The trade-off: the App ecosystem is thin. Hostinger integrates with the major tools (Google Analytics, Facebook Pixel, Mailchimp) but lacks Wix's 300+ app marketplace. Design quality also lags behind Squarespace — templates are good, not exceptional.

Pros

  • Lowest price with custom domain included
  • AI copywriter and image generation built in
  • Clean, fast drag-and-drop editor
  • 30-day money-back guarantee

Cons

  • Thin app ecosystem vs. Wix
  • E-commerce limited to Business plan
  • Design quality lags behind Squarespace
Verdict: The best option when price is the primary constraint. At $2.99/mo, you're getting a functional, professional website for less than a coffee. Don't expect enterprise features.
Pricing
Premium — $2.99/mo
Free domain, 100 pages
Business — $9.99/mo
E-commerce, Google Ads credit

Which Website Builder Should You Choose?

The right answer depends entirely on what you're building:

🏠
Small business or first website?Wix. Free plan is real. App Market grows with you. AI builder gets you to 80% done in an afternoon.
🎨
Portfolio, photography, or design studio?Squarespace. Templates are in a different league aesthetically. If how your site looks reflects your professional quality, this is the right call.
🛒
Selling products online?Shopify. Not debatable. The checkout conversion advantage alone pays for itself.
📝
Blog, news site, or content-heavy?WordPress.com. 43% of the web runs on it because it's the right tool for publishing.
💰
Budget is tight?Hostinger. Under $3/mo with a domain included. AI tools add genuine value at this tier.

Still not sure? Start with Wix.

The free plan costs nothing and covers 90% of use cases. You'll know within an hour whether it's the right fit — and if it's not, you haven't paid a cent.

Frequently Asked Questions

Which website builder is best for SEO in 2026?

WordPress.com leads on SEO depth (especially with Yoast SEO). Wix has improved significantly with structured data and Google auto-submission. Squarespace handles technical SEO cleanly. Shopify is optimized for product SEO. For content-heavy sites prioritizing search, WordPress.com is still the standard.

Can I switch website builders later?

Switching is painful, not impossible. Most builders export basic content but not design, apps, or e-commerce data. Plan your platform choice as if it's permanent — migrating later costs time and usually money.

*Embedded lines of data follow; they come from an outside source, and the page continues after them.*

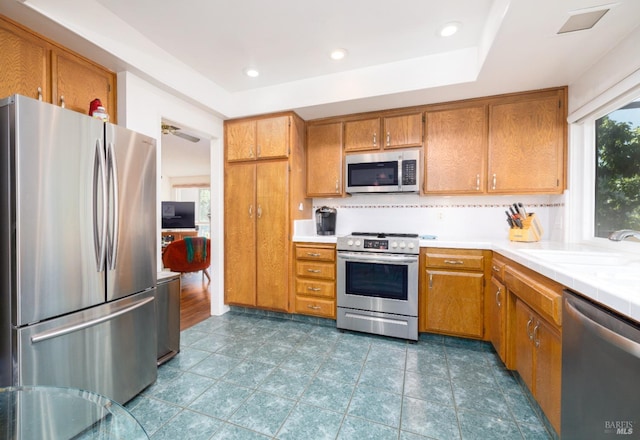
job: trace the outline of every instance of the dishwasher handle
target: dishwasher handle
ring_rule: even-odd
[[[625,338],[624,336],[605,327],[602,323],[589,318],[578,310],[576,304],[572,303],[569,298],[565,298],[564,306],[567,314],[573,319],[579,321],[587,330],[591,331],[596,336],[599,336],[600,339],[615,345],[620,350],[640,359],[640,343],[629,338]]]

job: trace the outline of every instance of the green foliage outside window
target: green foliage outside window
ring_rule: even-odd
[[[640,230],[640,126],[604,116],[596,121],[594,232],[619,229]]]

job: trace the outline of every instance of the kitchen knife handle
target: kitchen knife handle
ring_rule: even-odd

What's the cheapest website builder with a custom domain?

Hostinger at $2.99/mo includes a free domain. WordPress.com Starter at $4/mo adds a custom domain. Wix starts at $17/mo for a custom domain. Squarespace and Shopify start at $16/mo and $29/mo respectively.

Is Wix or Squarespace better for a small business?

Wix wins on flexibility and integrations. Squarespace wins on design quality. For most small businesses — local services, consultants, restaurants — Wix's free starting point and App Market make it the safer default. For businesses where visual presentation IS the product, Squarespace is worth the premium.